# do you want to know sex of the baby after D&C?



## rowleypolie

so i lost my little bean a week ago and the doc asked me to come in today for a follow up exam. the first thing she asks is how am i doing and btw do you want to know the sex of the baby? my heart wrenched because i didnt want to know but the fact that she knows and other people know and i dont kills me. so i told her yes- and after she said it was a boy- my heart ached! i knew it was a boy- and now i am so confused- if i have a girl next i am always going to long for the little boy i could have had

so would you want to know- did you find out? did it make you feel better/worse? what is your opinion?


----------



## BrookieG

hi hun im sorry for your loss, i was never aware that you could find out hun, how far on were you when u lost your little one?? i would probably want to find out too but i dont think its a bad thing you've found out hun, you'll always miss your baby regardless of its sex....hope your ok hun xxx


----------



## Las78

Hun, so sorry for your loss.

I did want to know the sex of my little one, a little boy too, lost at 17w. I have 2 daughters and a step daughter so he was a very longed for little boy. 

I'm glad I found out as I could name him, it made me feel worse as I so wanted a boy although I'm certain it wouldn't have felt any better if it was a girl.

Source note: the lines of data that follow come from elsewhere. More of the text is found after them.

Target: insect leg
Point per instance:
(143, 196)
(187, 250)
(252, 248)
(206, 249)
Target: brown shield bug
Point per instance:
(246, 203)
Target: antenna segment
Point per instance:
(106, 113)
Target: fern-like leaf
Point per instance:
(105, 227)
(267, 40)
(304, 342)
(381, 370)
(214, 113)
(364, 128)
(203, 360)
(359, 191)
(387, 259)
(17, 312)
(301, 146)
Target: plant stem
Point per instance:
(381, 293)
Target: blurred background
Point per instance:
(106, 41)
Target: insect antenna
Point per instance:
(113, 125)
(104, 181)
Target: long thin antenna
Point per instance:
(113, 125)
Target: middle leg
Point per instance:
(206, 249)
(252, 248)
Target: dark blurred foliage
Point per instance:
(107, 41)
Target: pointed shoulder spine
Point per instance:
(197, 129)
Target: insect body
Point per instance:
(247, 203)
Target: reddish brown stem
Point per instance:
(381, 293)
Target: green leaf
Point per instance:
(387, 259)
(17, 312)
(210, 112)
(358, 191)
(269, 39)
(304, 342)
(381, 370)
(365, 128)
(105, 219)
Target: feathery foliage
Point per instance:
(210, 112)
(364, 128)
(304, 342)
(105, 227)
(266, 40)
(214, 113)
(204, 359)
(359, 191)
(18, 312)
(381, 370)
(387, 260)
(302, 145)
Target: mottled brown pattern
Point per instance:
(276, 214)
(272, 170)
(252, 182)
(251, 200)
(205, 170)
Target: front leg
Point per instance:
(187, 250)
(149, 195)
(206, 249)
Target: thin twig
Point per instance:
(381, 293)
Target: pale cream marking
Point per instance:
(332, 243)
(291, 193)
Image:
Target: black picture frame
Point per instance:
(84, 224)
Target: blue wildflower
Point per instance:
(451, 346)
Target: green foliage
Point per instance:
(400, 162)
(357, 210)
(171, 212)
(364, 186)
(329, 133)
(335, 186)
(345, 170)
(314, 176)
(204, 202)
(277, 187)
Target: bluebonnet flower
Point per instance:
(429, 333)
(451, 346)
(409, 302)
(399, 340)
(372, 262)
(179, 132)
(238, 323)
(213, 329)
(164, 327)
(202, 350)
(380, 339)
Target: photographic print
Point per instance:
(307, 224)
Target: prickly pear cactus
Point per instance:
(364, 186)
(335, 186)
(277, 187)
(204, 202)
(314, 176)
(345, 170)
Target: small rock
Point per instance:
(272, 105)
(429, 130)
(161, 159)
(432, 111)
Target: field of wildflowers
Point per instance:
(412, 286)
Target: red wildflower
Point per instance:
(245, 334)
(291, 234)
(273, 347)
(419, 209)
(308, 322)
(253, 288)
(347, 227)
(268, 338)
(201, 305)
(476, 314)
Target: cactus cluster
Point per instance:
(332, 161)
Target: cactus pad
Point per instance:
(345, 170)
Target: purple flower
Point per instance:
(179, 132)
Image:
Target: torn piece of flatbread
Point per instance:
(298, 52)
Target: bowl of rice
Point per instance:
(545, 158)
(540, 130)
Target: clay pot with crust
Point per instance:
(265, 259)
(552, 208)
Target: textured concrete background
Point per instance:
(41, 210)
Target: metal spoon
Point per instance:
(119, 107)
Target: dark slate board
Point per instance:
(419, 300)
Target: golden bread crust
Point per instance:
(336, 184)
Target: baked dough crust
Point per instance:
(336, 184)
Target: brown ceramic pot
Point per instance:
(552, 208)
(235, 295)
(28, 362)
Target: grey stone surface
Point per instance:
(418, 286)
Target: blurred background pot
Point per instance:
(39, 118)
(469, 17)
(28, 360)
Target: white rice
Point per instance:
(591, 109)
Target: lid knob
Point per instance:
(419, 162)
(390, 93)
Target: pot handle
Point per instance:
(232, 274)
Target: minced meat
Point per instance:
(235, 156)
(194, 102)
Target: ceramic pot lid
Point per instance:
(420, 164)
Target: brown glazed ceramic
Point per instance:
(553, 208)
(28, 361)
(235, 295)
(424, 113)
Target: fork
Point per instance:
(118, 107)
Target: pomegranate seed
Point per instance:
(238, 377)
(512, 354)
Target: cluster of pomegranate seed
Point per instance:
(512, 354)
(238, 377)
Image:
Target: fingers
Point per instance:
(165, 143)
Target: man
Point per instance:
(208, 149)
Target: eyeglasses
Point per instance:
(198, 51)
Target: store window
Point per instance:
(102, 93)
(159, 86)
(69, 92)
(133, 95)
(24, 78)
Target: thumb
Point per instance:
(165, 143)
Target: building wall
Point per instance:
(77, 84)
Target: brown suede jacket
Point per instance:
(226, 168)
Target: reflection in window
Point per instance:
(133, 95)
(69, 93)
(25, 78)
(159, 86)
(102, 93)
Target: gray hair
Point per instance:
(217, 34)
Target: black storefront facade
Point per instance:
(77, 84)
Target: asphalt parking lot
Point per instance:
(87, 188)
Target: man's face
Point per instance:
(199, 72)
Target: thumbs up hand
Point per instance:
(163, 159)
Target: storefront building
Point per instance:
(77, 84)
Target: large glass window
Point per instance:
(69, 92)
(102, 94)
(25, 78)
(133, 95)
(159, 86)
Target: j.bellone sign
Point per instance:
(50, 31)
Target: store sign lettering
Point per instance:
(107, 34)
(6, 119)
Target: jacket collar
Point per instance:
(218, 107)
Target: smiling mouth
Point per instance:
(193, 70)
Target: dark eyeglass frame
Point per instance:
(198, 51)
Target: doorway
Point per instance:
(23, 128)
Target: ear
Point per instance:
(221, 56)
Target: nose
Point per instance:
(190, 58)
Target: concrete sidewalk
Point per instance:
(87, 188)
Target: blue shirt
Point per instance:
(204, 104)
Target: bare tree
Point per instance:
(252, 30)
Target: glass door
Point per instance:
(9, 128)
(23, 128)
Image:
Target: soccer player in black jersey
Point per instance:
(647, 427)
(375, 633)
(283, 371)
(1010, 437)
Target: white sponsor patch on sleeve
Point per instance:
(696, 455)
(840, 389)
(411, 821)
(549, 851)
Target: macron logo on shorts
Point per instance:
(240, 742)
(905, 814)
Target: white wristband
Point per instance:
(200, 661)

Hope you're doing ok as ok can be right now hun x


----------



## ladypotter

That just happened to me too. I got my results back yesterday from my D&C three weeks ago. She didn't even ask...just started talking and said...typical Male karyotype (spelling) and that there were no abnormalities. I just started crying knowing it was a boy. That is what I have ALWAYS wanted and I too KNEW it was a boy this time even without her telling me. (Not that I love my daughter any less...she is a blessing while dealing with these four losses), but now I will never have him and it just hurts thinking about it (I am tearing up as I type). I agree that it would have been easier NOT to know, but then I would always wonder...so I don't think finding out is bad all around...just makes it a bit harder for me because it is more personalized now. I never found out any of my other babies sex's from my three other losses, and this one is definately harder for me. :-( (((HUGS)))


----------



## BABYCAREY

Im very sorry for your loss!!
I would have liked to know what my baby was,not because i wanted a particular sex but just so i could have gave he/she a name!!
I wasnt given that option when they op on me that night.
How far along where you?
I hope the futures brighter for you xx


----------



## leaz30

I needed to know. If I had miscarried very early on, then probably not. It would be easier not to know then. But I was far enough along I felt that I needed to know so we could name her.


----------



## Liz2

Hon, I am so sorry for your loss :hugs:

I was 12w 6d when I MC and they said it would be too soon to tell the sex. I don't know if I really would have been able to handle it or not. I think if I was farther along there is no question that I would have wanted to know.


----------



## CAmomma

I didnt even know that you could find out the sex of the baby until yesterday when I read ladypotter's thread. My heart ached for her. I have my d&c follow up appt in approx 3 weeks, and it made me think if they were going to tell me, and Ive pondered this same question. If they are able to tell me, I would want to know, although I think it will make all the feelings start all over again, I think it will help bring closure. Im sure I will come back here when I get my results....btw Im sorry for your loss.:hugs:


----------



## Mrs Doddy

I don't know tbh its a difficult one. Part of me thinks that if we knew more facts about the m/c why and the sex of the baby it would make things easier to deal with. At the same time would I then be more upset that I knew if it was a boy or girl and more what ifs. 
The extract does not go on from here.